Hi All,

I have (log) apartment prices along with apartment sizes (sq meters) for 12 different neighborhoods that I’d like to model using a hierarchical regression. For the most part, the data seems to follow a linear or quadratic trend except for a few outliers which I’d like to model (see image below). When the outliers do occur, they are far below the predicted regression mean, and usually, but not always at one of three specific levels (Mil1, Mil2, and Mil3 below). I think those are tax milestones, e.g. 1 million is the highest you can sell for without incurring any taxes. I have also found some decent predictors (not pictured) that help identify when a sale will be an outlier, e.g. when the economy is bad there are more of these outliers (maybe people getting worried and trying to liquify their investments).

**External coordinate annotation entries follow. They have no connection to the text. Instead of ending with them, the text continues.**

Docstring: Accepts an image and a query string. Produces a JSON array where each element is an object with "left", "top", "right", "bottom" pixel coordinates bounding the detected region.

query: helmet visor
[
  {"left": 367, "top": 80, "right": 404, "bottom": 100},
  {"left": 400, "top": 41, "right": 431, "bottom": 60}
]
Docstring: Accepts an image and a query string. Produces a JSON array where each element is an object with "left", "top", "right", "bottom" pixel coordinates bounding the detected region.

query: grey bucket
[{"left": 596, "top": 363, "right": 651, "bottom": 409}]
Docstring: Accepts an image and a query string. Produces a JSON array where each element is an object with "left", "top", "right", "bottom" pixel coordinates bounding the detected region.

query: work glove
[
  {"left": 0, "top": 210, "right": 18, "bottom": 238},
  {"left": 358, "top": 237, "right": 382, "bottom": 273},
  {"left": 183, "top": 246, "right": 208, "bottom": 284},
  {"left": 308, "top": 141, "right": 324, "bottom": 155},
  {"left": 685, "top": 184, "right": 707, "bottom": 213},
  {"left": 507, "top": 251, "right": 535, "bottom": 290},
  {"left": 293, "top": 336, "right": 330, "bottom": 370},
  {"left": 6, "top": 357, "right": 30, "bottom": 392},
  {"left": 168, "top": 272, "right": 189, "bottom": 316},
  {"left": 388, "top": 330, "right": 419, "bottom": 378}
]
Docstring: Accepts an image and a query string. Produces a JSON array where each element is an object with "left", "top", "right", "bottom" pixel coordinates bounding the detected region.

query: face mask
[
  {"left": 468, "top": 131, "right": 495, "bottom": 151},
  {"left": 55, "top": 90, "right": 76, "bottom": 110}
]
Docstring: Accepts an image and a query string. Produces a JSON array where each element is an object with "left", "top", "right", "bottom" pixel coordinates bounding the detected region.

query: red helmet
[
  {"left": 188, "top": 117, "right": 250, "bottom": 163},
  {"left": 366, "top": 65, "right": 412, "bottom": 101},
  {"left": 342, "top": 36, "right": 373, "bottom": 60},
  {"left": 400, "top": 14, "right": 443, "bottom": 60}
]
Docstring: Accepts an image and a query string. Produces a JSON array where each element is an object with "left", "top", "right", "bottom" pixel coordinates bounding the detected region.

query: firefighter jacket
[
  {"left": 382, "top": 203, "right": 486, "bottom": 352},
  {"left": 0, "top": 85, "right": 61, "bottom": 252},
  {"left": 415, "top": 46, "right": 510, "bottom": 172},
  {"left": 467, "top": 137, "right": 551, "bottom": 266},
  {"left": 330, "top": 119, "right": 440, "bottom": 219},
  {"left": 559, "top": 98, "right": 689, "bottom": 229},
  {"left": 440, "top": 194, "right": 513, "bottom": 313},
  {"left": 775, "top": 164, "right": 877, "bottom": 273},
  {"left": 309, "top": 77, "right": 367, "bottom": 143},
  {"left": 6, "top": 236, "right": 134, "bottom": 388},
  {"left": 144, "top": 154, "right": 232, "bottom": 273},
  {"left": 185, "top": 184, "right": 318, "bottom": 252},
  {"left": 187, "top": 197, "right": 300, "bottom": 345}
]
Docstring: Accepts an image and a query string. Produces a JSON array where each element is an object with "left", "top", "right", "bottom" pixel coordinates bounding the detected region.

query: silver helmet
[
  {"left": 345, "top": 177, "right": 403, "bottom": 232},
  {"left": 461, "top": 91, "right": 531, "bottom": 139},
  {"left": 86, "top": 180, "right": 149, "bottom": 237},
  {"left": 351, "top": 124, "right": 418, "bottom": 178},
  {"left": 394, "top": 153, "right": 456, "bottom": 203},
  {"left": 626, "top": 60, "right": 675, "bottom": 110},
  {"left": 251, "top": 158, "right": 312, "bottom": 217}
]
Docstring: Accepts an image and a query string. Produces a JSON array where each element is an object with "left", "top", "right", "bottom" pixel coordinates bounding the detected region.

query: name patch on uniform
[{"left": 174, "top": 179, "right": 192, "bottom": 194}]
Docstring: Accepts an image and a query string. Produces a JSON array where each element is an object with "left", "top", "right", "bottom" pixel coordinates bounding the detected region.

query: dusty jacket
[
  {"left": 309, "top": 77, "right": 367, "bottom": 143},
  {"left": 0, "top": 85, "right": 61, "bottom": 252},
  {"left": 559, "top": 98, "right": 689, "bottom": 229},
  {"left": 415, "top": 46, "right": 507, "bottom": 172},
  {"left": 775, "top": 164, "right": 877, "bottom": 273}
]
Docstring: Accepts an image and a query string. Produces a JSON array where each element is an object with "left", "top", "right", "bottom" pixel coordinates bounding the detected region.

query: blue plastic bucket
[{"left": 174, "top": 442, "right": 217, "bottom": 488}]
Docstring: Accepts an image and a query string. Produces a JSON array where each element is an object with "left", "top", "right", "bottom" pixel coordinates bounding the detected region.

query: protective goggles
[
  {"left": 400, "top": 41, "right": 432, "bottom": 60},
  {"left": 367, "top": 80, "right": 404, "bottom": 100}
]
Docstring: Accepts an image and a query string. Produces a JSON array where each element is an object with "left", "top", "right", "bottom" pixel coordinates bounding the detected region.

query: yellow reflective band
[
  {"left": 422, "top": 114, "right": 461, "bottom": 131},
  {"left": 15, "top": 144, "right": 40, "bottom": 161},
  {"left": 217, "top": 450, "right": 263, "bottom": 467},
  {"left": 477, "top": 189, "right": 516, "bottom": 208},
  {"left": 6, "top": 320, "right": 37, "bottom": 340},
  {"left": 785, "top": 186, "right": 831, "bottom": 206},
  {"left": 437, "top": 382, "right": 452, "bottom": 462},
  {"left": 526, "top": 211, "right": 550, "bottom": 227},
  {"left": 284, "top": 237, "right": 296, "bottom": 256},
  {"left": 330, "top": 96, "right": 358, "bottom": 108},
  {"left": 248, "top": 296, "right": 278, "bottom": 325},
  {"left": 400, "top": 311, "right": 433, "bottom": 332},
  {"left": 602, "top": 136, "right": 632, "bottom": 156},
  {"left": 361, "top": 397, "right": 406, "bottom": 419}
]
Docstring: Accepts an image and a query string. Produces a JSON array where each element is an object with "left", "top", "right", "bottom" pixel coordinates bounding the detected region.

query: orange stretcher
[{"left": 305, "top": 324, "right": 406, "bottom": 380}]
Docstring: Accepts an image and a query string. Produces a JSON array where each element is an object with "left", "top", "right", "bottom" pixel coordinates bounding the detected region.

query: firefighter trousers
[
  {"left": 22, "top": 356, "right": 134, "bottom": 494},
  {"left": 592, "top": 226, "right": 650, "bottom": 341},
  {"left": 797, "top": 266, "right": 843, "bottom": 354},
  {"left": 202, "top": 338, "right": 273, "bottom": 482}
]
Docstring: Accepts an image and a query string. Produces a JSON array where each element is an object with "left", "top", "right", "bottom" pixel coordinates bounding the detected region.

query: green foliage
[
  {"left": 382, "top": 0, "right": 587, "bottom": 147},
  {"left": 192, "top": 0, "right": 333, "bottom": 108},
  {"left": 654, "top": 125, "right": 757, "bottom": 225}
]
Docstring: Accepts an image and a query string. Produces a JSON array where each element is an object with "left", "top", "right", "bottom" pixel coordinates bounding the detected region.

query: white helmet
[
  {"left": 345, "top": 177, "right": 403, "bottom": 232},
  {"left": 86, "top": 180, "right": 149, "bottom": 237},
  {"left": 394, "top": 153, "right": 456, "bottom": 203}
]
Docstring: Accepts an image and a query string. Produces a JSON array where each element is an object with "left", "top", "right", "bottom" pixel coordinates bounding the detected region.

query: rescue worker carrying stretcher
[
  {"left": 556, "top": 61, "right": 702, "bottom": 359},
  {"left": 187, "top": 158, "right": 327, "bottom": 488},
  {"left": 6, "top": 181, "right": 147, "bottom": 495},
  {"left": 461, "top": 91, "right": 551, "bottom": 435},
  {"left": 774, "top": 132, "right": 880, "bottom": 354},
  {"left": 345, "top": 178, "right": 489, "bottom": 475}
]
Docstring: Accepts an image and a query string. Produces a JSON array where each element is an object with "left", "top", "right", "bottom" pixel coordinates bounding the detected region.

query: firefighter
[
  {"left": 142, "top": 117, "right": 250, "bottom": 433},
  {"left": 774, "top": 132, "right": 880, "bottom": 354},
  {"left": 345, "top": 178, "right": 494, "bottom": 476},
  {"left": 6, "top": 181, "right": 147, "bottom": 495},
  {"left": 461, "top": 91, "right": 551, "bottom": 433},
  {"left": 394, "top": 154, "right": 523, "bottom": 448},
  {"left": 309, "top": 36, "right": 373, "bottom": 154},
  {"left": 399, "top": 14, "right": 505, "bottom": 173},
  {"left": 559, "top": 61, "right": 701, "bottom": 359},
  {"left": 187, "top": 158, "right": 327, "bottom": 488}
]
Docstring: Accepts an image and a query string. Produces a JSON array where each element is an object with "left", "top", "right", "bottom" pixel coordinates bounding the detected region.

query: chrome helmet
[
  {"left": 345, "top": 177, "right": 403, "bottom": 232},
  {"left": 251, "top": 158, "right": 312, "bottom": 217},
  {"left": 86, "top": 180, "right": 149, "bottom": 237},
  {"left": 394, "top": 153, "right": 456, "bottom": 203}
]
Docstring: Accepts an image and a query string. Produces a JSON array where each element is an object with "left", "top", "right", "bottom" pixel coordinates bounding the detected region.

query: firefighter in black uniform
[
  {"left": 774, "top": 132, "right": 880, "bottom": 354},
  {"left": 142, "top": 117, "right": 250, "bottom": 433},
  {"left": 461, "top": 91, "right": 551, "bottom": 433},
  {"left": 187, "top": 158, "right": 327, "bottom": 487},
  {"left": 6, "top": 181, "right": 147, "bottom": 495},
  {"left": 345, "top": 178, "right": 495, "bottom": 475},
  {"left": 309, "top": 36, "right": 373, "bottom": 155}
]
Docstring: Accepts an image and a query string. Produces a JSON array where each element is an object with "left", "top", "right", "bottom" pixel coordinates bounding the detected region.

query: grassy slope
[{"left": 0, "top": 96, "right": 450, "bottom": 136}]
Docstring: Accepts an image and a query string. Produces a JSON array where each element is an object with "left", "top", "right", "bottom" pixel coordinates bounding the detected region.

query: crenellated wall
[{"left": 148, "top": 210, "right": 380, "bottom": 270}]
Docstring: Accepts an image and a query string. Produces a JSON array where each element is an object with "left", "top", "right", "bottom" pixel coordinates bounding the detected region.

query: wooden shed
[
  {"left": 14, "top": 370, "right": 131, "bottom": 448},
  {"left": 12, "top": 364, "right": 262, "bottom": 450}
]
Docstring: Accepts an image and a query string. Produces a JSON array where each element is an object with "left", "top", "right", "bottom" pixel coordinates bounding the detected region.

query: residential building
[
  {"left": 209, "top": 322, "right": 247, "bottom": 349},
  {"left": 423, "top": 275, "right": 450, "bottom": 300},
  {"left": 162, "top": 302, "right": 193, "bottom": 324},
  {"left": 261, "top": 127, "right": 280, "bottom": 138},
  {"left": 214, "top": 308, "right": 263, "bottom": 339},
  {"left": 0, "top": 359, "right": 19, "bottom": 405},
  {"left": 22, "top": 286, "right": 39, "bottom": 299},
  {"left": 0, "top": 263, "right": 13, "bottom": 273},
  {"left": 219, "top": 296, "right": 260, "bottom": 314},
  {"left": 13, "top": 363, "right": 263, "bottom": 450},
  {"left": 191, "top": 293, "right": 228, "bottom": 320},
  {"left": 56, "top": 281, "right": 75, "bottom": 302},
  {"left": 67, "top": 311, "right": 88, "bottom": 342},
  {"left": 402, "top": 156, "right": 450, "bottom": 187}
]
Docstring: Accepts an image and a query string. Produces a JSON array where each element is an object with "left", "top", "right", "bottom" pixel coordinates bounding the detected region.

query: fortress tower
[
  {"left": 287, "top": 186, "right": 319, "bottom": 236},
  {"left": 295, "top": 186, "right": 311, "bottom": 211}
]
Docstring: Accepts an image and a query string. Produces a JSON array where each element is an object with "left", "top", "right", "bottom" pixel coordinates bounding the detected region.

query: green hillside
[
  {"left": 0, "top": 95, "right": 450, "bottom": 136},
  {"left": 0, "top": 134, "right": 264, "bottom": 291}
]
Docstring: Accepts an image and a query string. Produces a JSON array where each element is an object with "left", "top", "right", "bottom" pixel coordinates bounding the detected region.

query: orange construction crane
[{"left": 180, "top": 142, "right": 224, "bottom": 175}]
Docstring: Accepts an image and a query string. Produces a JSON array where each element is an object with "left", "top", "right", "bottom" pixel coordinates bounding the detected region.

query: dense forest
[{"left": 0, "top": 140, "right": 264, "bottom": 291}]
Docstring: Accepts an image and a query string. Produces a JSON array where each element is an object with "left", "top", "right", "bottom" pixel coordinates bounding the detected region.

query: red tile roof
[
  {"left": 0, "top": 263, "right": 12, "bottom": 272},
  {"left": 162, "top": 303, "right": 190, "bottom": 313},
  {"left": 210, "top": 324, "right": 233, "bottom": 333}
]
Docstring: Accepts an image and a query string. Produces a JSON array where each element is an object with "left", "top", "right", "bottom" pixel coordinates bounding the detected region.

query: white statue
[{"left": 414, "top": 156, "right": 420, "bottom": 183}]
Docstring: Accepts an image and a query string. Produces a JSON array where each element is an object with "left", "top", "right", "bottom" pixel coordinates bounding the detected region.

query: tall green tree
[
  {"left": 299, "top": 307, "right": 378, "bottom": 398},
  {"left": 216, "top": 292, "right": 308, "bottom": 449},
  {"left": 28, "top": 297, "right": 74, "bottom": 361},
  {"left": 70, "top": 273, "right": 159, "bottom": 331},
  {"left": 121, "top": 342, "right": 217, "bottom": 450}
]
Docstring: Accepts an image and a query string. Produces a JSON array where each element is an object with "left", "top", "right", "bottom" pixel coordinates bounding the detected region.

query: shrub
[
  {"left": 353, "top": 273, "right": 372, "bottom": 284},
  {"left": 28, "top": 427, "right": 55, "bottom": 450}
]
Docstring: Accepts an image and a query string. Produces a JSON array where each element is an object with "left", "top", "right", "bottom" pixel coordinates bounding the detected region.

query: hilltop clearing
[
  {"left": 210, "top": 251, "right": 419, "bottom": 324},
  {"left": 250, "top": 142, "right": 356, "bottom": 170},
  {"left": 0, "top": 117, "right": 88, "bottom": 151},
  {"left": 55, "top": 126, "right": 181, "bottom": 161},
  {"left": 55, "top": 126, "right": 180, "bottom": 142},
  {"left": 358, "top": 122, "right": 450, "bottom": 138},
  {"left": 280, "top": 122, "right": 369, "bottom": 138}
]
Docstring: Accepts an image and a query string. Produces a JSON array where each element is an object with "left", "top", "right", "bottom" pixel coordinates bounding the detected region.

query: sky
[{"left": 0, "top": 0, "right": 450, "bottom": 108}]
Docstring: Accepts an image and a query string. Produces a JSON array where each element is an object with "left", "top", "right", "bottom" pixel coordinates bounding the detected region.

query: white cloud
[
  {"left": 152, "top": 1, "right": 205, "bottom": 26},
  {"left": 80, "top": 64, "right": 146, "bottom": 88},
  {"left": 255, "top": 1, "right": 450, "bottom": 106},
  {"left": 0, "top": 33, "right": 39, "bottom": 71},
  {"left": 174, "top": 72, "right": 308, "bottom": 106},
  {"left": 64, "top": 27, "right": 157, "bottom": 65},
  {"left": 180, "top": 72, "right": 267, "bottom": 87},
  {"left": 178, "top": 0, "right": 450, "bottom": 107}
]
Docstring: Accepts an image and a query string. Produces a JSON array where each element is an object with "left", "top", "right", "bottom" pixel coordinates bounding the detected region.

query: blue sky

I’m looking for ideas for a sensible generative process to describe this data. My ultimate goal is to get the predictive distribution of new houses. One thing I’ve tried is modeling the data as bi-modal (code below). One mode comes from the regression function, and another is a high-variance normal distribution with a much lower mean e.g. 14. The problem with this model is that the mixture probability is the same for all points given the economy variable (z). This means that the huge outliers affect the regression fit just as much the small outliers that may not even be outliers. I’m thinking I need more of a k-means type assignment probability that separate for each point so that the large outliers can only affect the outlier distribution and not the non-outlier distribution. Does anyone have any better ideas or tips for doing that?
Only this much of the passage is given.